My objective is to produce the highest quality of product at a predictable cost. I achieve that by employing the best design process practices.

The largest source of cost overruns in any project is changes to the design during the process of development. This is almost always a result of a failure to achieve an informed agreement to the design. I always put a superior effort into communicating my understanding of the client's requirements through a well-structured functional specification. I not only see this as a high priority, but I actually enjoy creating this formal documentation and negotiating through it to agreement by the customer to the proposed design.

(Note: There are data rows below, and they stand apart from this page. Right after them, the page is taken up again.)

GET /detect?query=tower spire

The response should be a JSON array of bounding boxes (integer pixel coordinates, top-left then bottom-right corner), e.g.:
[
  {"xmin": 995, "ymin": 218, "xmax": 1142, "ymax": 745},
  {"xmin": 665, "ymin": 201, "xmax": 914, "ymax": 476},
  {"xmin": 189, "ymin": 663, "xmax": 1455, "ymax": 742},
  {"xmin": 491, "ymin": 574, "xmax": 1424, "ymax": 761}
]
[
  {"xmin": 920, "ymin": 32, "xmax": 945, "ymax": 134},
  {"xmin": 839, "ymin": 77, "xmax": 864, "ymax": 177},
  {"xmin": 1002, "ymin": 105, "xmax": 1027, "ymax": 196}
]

Any worthwhile product must be the creation of a team of developers who all have a clear view of the objective and of their individual roles in achieving that objective. This requires a detailed analysis of the components into which the total product can be divided, and the relationship of each component to the other components. This is most effectively achieved through the application of sound design principles and methodologies. The result of this phase of development is a clear design specification.

Given a clear design specification the translation to actual working code is a largely mechanical process for any competent group of implementers. Astonishingly large quantities of clean, well-structured, code can be achieved in short order because the designers do not need to waste time solving design problems in the middle of coding. The use of object oriented programming tools, such as C++ or Java, combined with a sound underlying design for example through the use of design patterns, inevitably means that the majority of implementation errors can be caught automatically during the compile phase.

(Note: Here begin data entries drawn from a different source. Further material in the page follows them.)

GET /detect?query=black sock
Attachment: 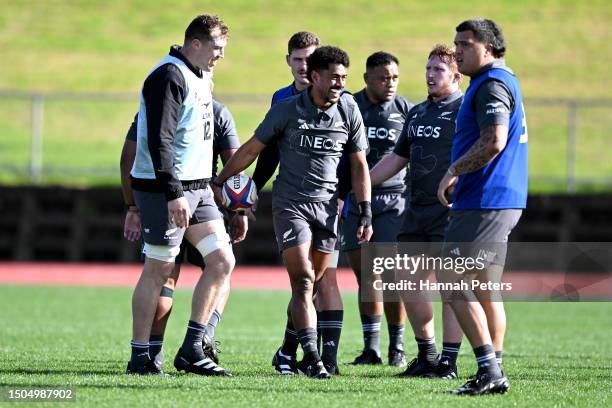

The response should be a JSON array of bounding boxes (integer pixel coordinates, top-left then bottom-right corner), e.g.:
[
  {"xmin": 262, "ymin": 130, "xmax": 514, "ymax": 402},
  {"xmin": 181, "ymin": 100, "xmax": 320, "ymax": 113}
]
[
  {"xmin": 360, "ymin": 314, "xmax": 382, "ymax": 356},
  {"xmin": 130, "ymin": 340, "xmax": 151, "ymax": 365},
  {"xmin": 474, "ymin": 344, "xmax": 501, "ymax": 378},
  {"xmin": 181, "ymin": 320, "xmax": 206, "ymax": 357},
  {"xmin": 281, "ymin": 317, "xmax": 300, "ymax": 356},
  {"xmin": 387, "ymin": 324, "xmax": 404, "ymax": 351},
  {"xmin": 317, "ymin": 310, "xmax": 344, "ymax": 364},
  {"xmin": 414, "ymin": 337, "xmax": 438, "ymax": 363},
  {"xmin": 441, "ymin": 342, "xmax": 461, "ymax": 365},
  {"xmin": 206, "ymin": 309, "xmax": 221, "ymax": 339},
  {"xmin": 298, "ymin": 327, "xmax": 321, "ymax": 363},
  {"xmin": 317, "ymin": 310, "xmax": 323, "ymax": 355},
  {"xmin": 149, "ymin": 334, "xmax": 164, "ymax": 360},
  {"xmin": 495, "ymin": 350, "xmax": 504, "ymax": 367}
]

Once the development team has completed a first implementation of the code it is very useful to take the time to formally review the code. This is called a code inspection. Not only does this step catch most areas where the programmer has misunderstood the specification, but it also provides a great opportunity for passing on knowledge about the software tools and environment, and helps to reduce maintenance costs in the long term by ensuring that code complies with departmental norms for coding style.

If the preceding steps have been followed diligently there will be very few flaws in the code. The purpose of the testing phase is primarily, therefore, to ensure that the implementation in fact complies with the functional specification, and therefore meets the requirements of the customer. At this stage it is worthwhile to implement automated conformance scripts that can be passed on to the team responsible for verifying the consistency of the entire release package to which the product belongs.

I have always followed this sort of methodology, even before many of these techniques became industry standards. On my very first job, back in the days of punch-cards, I was kidded because I filled in the coding sheets in ink, rather than the pencil that most programmers used because it permitted them to change their minds before they handed the sheets in to the data entry department. But the fact was that before I laid pen to paper I had already worked out the implementation so carefully that there was no need to amend the code. Similarly on the first project I contributed to at Nortel I assumed responsibility for the specification documents and also for the most technically challenging portions of the code. I contributed 30,000 lines of code (OK 12,000 lines of code and 18,000 lines of comments; I love comments) to that project. That was in 1986. 13 years later not a single bug had ever been reported in that code by a customer. Moreover that code was so well structured that several significant enhancements to it slid in easily with no change to the underlying design.